Some of the newer indexes are dividend based, for example, which hold up very well, he explained, when the market as a whole is not doing well – and can be seen as defensive elements to those structured products which don’t tend to sell well in market downturns.
The impact of volatile markets
Prestbo said the firm creates products that are aimed at bolstering investors when times are tough.
A new type of structure emerging, he said, are target volatility indexes, which target a specific level of volatility which the customer can tolerate, and within which mixtures of cash and equities are adjusted to achieve that volatility. This is a product which came out of the 2008 crisis, said Prestbo.
Misconceptions around using indexes
According to Prestbo, the main misconception that investors have around the use of indexes as underlyings for investment products is that all indexes are not alike, even if they purport to be measuring the same thing.
In the US, for example, the DJIA and the S&P 500 both take very different approaches to measuring “the market”, he said, explaining that although people understand that 30 stocks is fewer than 500, there are more differences than the obvious.
For instance, the DJIA is price-weighted whereas the S&P 500 is weighted by market capitalisation, said Prestbo. Plus, he added, while they both tell the same story about the stock market, they are not telling it in the same way.
For example, when the market hit a bottom in early 2009 and then started going up again, smaller stocks initially felt the biggest impact of the inflows of capital back into the market.
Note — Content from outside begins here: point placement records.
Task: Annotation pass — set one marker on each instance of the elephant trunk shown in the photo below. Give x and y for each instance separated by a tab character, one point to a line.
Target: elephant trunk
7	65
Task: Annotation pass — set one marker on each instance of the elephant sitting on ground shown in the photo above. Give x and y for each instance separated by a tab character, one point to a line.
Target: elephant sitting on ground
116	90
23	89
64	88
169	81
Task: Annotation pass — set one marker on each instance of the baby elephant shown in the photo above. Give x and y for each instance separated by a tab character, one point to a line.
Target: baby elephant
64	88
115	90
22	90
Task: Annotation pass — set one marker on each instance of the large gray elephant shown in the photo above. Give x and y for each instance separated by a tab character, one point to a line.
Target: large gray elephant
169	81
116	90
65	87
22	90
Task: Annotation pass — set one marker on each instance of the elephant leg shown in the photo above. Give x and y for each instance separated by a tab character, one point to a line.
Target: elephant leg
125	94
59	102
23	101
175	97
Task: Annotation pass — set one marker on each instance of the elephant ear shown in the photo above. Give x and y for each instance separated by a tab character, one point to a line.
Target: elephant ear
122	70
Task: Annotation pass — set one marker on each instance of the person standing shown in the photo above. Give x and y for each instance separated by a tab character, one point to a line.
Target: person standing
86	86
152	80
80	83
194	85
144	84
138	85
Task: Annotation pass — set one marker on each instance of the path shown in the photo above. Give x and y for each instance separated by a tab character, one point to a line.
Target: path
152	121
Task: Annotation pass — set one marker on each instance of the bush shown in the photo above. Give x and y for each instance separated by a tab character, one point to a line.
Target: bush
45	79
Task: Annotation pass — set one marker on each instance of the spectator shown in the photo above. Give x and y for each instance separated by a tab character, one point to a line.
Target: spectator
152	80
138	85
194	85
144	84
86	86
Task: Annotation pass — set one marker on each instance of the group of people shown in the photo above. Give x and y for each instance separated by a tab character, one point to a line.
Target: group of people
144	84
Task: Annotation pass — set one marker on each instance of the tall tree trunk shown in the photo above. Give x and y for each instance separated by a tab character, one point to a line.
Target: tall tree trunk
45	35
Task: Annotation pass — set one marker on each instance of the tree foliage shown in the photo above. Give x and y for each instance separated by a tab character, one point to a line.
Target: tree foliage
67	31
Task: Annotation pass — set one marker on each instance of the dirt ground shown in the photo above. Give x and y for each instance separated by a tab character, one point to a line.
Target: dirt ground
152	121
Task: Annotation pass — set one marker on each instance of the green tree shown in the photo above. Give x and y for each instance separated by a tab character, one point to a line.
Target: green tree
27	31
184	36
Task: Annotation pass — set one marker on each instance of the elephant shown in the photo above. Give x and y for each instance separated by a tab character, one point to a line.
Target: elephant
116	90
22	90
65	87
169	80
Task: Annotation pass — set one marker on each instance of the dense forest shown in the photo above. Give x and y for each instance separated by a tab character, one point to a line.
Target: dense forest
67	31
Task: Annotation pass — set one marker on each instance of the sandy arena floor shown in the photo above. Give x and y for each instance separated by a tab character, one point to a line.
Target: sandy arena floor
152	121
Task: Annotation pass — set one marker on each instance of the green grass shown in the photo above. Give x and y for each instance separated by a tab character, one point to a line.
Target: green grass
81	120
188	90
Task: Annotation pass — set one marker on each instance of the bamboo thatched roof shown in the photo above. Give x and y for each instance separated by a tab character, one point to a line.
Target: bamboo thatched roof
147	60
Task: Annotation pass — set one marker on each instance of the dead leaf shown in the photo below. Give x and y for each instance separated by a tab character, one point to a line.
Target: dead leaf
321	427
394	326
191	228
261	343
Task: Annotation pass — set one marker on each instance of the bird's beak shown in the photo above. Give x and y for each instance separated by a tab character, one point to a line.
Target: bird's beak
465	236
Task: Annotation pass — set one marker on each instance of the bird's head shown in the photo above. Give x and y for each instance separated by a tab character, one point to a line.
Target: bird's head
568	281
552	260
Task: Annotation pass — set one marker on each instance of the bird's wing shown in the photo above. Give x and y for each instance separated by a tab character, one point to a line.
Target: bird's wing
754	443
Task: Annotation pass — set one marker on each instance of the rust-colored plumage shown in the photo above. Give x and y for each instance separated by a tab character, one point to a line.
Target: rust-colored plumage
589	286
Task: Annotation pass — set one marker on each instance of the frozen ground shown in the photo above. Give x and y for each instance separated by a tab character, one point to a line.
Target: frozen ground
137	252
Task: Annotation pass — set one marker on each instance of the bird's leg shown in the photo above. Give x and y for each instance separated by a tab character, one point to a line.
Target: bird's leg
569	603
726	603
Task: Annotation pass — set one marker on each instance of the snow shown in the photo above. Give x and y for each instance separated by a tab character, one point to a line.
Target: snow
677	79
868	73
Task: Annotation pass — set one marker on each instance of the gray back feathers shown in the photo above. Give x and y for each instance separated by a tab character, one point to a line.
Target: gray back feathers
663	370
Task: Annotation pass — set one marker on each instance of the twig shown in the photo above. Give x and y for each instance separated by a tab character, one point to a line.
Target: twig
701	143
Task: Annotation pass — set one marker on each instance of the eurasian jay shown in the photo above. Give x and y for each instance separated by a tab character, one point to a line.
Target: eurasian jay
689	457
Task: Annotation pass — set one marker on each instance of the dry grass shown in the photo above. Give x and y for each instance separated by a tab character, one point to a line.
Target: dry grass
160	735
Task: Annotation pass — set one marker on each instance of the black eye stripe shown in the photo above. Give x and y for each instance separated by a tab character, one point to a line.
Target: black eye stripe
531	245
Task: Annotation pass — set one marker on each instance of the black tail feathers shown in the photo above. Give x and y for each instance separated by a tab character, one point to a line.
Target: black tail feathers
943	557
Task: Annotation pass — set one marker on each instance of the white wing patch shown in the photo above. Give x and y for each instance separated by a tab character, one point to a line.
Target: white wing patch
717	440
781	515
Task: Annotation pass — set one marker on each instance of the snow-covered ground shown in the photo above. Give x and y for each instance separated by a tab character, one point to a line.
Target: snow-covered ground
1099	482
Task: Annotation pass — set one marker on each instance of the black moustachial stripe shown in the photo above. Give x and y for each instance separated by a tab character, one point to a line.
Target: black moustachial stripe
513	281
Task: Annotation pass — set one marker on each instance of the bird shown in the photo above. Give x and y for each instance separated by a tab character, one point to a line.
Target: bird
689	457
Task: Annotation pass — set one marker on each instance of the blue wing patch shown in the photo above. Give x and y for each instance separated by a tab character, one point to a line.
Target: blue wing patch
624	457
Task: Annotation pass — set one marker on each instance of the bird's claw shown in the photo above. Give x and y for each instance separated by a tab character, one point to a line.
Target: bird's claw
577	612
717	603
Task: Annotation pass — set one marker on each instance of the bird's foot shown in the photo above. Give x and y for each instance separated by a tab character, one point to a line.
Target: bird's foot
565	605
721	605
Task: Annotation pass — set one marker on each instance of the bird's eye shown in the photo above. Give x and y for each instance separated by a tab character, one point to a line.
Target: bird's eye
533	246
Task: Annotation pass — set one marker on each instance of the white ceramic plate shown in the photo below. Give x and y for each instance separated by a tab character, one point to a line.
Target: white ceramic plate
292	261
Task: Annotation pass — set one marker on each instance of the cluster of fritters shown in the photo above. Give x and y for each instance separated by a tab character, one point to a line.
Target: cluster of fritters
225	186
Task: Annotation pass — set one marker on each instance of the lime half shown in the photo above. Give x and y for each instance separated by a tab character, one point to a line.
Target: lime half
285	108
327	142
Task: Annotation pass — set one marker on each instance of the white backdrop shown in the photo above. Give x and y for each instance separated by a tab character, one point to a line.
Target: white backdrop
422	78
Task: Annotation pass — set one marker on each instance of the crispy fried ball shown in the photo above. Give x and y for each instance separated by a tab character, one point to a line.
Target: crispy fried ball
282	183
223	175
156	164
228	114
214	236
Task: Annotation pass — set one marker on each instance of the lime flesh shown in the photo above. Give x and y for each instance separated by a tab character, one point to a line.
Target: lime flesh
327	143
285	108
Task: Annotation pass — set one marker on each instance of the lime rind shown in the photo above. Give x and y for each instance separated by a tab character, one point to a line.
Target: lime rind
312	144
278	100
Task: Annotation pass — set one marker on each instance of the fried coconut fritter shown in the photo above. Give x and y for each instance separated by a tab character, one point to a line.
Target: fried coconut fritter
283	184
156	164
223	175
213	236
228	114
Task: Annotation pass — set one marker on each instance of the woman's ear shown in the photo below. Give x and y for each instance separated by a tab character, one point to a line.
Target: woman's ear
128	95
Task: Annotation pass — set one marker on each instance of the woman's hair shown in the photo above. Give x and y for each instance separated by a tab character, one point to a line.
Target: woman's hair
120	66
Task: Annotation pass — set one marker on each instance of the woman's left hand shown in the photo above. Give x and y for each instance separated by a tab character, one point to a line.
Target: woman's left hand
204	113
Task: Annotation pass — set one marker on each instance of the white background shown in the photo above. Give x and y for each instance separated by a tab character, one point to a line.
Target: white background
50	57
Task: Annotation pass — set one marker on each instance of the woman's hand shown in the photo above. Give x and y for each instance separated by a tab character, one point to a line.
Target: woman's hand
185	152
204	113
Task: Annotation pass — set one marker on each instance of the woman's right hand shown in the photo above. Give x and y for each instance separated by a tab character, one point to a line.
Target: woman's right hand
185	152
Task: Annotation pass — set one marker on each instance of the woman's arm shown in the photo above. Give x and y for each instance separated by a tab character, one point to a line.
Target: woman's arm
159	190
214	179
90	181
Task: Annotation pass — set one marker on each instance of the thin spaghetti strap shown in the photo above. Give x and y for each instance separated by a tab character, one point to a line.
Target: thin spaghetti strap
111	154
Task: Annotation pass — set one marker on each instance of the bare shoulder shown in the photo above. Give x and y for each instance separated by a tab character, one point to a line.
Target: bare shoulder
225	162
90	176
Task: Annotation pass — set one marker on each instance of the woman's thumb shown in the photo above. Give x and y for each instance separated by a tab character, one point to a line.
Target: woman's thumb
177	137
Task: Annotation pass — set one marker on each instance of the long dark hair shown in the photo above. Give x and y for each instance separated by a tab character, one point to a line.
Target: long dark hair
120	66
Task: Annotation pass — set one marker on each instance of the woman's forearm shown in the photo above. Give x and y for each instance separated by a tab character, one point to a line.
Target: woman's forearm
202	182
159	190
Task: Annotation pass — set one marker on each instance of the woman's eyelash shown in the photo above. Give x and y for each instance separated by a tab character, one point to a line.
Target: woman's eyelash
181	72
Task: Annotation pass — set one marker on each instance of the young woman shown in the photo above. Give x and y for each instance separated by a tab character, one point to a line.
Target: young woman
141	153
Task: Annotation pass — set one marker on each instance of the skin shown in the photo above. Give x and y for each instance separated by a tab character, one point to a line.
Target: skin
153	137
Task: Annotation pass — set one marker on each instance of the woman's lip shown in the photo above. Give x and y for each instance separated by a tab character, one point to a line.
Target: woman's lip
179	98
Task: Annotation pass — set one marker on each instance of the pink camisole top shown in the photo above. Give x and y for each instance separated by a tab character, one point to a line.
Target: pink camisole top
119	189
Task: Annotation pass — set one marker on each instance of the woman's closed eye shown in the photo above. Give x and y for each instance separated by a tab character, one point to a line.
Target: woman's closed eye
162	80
Yet the DJIA doesn’t have any small stocks, while the S&P 500 does – so in 2009 and 2010, the S&P 500 beat the DJIA. In 2011, however, large stocks have come back into favour, which is better for the DJIA.
Although these are subtle changes to some people who play the broad US market, they play strongly at different cycles of the market, said Prestbo.
Issues to consider with indexes
Knowing the differences between the indexes that underly what are seemingly similar products is one thing, said Prestbo, but investors also have to understand the differences in the products which are based on those indexes.
In the US, for example, products can be registered on various acts of the securities regulatory regime, and behave differently under certain circumstances.
Yet governments have different rules and regulations about these kinds of products, so knowing this is particularly important to those investors which might go outside of their own market to put money into one of these vehicles.